Poster PDF (169.4 kB)

The DataStreme Project has become the precollege teacher enhancement flagship of the American Meteorological Society's Education Program. Three courses [DataStreme Atmosphere, DataStreme Ocean and DataStreme Water in the Earth System (WES)] have aided over 10,000 teachers to develop Earth system science competency. Following course participation teachers become Earth system science resource persons in their schools and districts. Further, the use of telecommunicated Earth system environmental information has been shown to be both exciting and highly motivational for students.

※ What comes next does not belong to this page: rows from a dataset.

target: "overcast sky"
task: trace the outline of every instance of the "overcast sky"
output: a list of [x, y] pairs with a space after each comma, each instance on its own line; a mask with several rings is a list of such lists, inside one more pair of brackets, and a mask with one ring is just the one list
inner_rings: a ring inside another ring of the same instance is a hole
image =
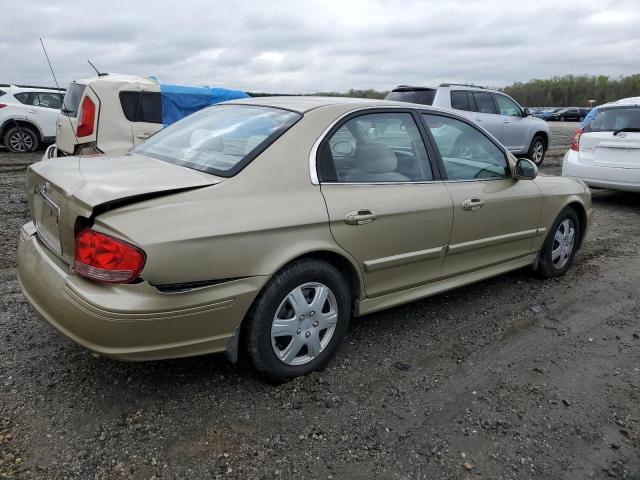
[[2, 0], [0, 83], [100, 70], [249, 91], [640, 72], [640, 0]]

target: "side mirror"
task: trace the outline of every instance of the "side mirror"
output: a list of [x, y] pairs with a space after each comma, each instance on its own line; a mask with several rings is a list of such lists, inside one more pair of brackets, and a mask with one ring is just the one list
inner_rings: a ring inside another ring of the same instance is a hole
[[519, 158], [513, 178], [516, 180], [533, 180], [538, 176], [538, 167], [528, 158]]

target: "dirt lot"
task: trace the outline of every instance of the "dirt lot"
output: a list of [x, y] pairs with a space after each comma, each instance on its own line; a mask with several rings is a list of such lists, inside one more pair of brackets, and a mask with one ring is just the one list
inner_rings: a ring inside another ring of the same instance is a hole
[[640, 478], [640, 195], [594, 192], [563, 278], [355, 320], [327, 370], [274, 387], [223, 356], [94, 358], [40, 322], [15, 278], [39, 155], [0, 151], [2, 477]]

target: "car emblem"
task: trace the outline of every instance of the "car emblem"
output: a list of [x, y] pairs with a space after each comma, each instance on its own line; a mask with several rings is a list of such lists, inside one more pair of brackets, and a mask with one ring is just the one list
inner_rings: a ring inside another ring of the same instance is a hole
[[51, 184], [49, 182], [43, 182], [37, 188], [40, 191], [40, 193], [42, 193], [43, 195], [46, 195], [47, 192], [49, 192], [49, 188], [51, 188]]

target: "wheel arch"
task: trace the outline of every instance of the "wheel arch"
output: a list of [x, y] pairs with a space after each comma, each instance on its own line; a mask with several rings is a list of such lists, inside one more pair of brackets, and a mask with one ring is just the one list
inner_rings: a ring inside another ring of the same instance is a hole
[[584, 243], [584, 237], [587, 232], [587, 210], [584, 205], [576, 200], [571, 201], [567, 204], [565, 208], [573, 208], [575, 212], [578, 214], [578, 220], [580, 221], [580, 239], [578, 241], [578, 250], [582, 248], [582, 244]]
[[40, 127], [38, 127], [35, 123], [30, 122], [29, 120], [25, 120], [23, 118], [10, 118], [8, 120], [5, 120], [5, 122], [2, 124], [2, 127], [0, 127], [0, 139], [4, 139], [4, 136], [6, 135], [7, 131], [11, 127], [15, 127], [16, 124], [18, 124], [18, 126], [20, 127], [29, 128], [33, 130], [36, 133], [36, 135], [38, 135], [38, 141], [41, 142], [42, 139], [44, 138], [42, 136], [42, 130], [40, 130]]

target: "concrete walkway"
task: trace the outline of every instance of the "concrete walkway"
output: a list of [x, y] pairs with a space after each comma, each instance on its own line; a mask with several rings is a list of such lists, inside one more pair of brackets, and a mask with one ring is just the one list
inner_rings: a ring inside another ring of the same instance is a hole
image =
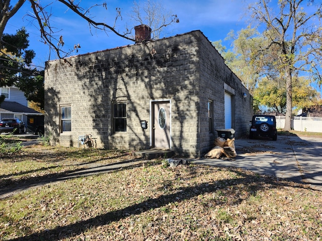
[[237, 156], [225, 158], [192, 160], [196, 164], [235, 167], [261, 174], [310, 184], [322, 190], [322, 138], [278, 136], [267, 139], [237, 139]]

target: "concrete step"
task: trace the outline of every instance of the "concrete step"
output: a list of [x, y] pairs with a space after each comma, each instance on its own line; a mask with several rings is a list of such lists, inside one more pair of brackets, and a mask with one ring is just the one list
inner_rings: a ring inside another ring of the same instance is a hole
[[175, 155], [175, 152], [171, 150], [152, 148], [142, 151], [136, 151], [133, 153], [133, 155], [136, 157], [151, 160], [159, 158], [168, 158], [173, 157]]

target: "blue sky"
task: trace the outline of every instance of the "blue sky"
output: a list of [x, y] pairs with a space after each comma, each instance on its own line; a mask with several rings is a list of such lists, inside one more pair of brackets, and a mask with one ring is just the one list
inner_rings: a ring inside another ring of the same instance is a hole
[[[49, 6], [52, 13], [52, 26], [60, 31], [57, 34], [63, 36], [66, 47], [72, 48], [74, 44], [80, 44], [81, 48], [78, 53], [75, 54], [133, 43], [112, 33], [107, 35], [104, 33], [94, 30], [92, 35], [87, 22], [68, 11], [65, 6], [54, 1], [42, 0], [40, 2], [47, 4], [53, 2]], [[82, 1], [81, 4], [90, 6], [103, 2], [86, 0]], [[137, 0], [139, 3], [145, 2]], [[158, 2], [162, 3], [172, 13], [177, 15], [180, 19], [179, 23], [173, 24], [165, 32], [166, 35], [162, 37], [200, 30], [210, 41], [219, 40], [224, 41], [231, 30], [237, 31], [247, 26], [245, 22], [246, 18], [243, 17], [245, 16], [249, 0], [158, 0]], [[117, 22], [117, 25], [121, 29], [128, 22], [127, 16], [131, 11], [133, 2], [133, 0], [110, 0], [107, 1], [107, 11], [102, 7], [98, 7], [95, 11], [92, 11], [92, 15], [97, 21], [104, 21], [112, 25], [116, 16], [115, 9], [120, 8], [123, 18], [122, 21]], [[43, 66], [45, 61], [48, 59], [49, 51], [48, 46], [40, 42], [38, 28], [33, 26], [30, 22], [30, 18], [26, 16], [32, 12], [29, 3], [26, 1], [17, 14], [10, 19], [5, 33], [14, 34], [17, 29], [25, 27], [29, 34], [29, 49], [34, 50], [36, 54], [34, 64]], [[55, 54], [52, 54], [51, 59], [55, 58]]]

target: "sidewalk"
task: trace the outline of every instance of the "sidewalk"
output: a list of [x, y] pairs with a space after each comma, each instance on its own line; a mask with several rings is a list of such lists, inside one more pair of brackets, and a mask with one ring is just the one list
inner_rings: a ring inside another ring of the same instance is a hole
[[279, 136], [270, 139], [237, 139], [235, 160], [192, 160], [196, 164], [235, 167], [260, 174], [309, 184], [322, 190], [322, 138]]

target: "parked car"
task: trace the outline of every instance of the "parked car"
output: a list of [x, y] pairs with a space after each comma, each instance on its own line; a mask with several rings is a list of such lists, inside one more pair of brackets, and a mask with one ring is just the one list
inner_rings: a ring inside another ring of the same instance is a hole
[[20, 134], [25, 132], [25, 123], [19, 118], [6, 118], [0, 121], [0, 134], [2, 132], [14, 132]]
[[255, 137], [271, 137], [273, 141], [277, 140], [276, 119], [274, 115], [255, 114], [251, 121], [250, 139]]

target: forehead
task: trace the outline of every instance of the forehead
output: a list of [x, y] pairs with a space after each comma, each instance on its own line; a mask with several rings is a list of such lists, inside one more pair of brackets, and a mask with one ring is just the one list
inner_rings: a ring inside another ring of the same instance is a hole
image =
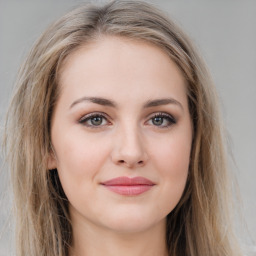
[[[68, 94], [184, 96], [182, 72], [160, 47], [121, 37], [102, 37], [72, 52], [61, 67], [59, 85]], [[186, 94], [186, 93], [185, 93]]]

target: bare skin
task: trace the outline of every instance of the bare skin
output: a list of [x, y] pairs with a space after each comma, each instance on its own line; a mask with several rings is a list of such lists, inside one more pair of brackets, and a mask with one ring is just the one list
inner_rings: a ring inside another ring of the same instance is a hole
[[[67, 58], [60, 87], [49, 169], [70, 204], [70, 255], [167, 256], [192, 142], [182, 73], [156, 46], [103, 37]], [[150, 184], [108, 185], [120, 177]]]

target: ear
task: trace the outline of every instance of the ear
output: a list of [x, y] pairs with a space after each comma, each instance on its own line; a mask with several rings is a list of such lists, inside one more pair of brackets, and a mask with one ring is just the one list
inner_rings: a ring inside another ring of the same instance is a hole
[[49, 156], [47, 159], [47, 168], [48, 170], [53, 170], [57, 168], [57, 161], [53, 152], [49, 153]]

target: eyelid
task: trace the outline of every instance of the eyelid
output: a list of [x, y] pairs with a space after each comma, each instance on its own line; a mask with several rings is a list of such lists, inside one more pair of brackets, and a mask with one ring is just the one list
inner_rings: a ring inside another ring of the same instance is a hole
[[94, 125], [86, 125], [85, 122], [87, 120], [89, 120], [90, 118], [93, 118], [95, 116], [99, 116], [99, 117], [102, 117], [104, 118], [108, 124], [111, 123], [109, 120], [111, 119], [106, 113], [103, 113], [103, 112], [91, 112], [91, 113], [88, 113], [88, 114], [85, 114], [85, 115], [82, 115], [79, 119], [78, 119], [78, 123], [86, 126], [86, 127], [90, 127], [90, 128], [101, 128], [105, 125], [99, 125], [99, 126], [94, 126]]
[[172, 125], [174, 125], [174, 124], [176, 124], [177, 123], [177, 119], [173, 116], [173, 115], [171, 115], [171, 114], [169, 114], [169, 113], [166, 113], [166, 112], [156, 112], [156, 113], [153, 113], [153, 114], [151, 114], [148, 118], [147, 118], [147, 121], [146, 121], [146, 123], [148, 123], [150, 120], [152, 120], [153, 118], [155, 118], [155, 117], [163, 117], [163, 118], [167, 118], [167, 119], [169, 119], [168, 121], [169, 121], [169, 124], [168, 125], [164, 125], [164, 126], [162, 126], [162, 125], [159, 125], [159, 126], [157, 126], [157, 125], [153, 125], [154, 127], [156, 127], [156, 128], [169, 128], [170, 126], [172, 126]]

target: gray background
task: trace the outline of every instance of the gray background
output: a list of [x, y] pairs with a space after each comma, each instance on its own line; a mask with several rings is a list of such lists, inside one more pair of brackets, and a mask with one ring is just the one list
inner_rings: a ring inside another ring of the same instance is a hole
[[[0, 0], [0, 125], [17, 69], [38, 35], [81, 1]], [[219, 91], [241, 190], [241, 208], [256, 239], [256, 1], [150, 1], [167, 11], [195, 41]], [[1, 162], [1, 160], [0, 160]], [[6, 169], [0, 178], [0, 256], [11, 254]], [[10, 221], [12, 223], [12, 221]], [[7, 223], [7, 224], [6, 224]]]

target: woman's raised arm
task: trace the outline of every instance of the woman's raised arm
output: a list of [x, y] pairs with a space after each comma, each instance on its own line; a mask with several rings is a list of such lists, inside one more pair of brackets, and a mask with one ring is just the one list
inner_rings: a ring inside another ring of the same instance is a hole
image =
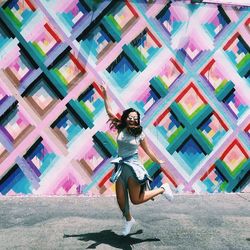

DataStreme Atmosphere, which began as the DataStreme Project in 1995, has served as the prototype for all AMS' DataStreme courses. DataStreme courses are offered locally by the Local Implementation Team (LIT), typically three members who are master teachers or scientists. They serve as mentors to the teachers whom they recruit. Course content is provided by a custom text and benchmark investigations coordinated by AMS' DataStreme Central. The text and the first halves of investigations are provided to the participants at the first semester meeting with weekly investigation completions based on current environmental data being delivered via the course website. The LIT also provides two additional meetings and weekly mentoring while participants work toward content mastery.

The unique blend of collegial work on specially crafted learning investigations utilizing current Internet-delivered real-time data is highly motivating and authentic. Teachers in turn bring this content interest and immediacy to their colleagues and classrooms.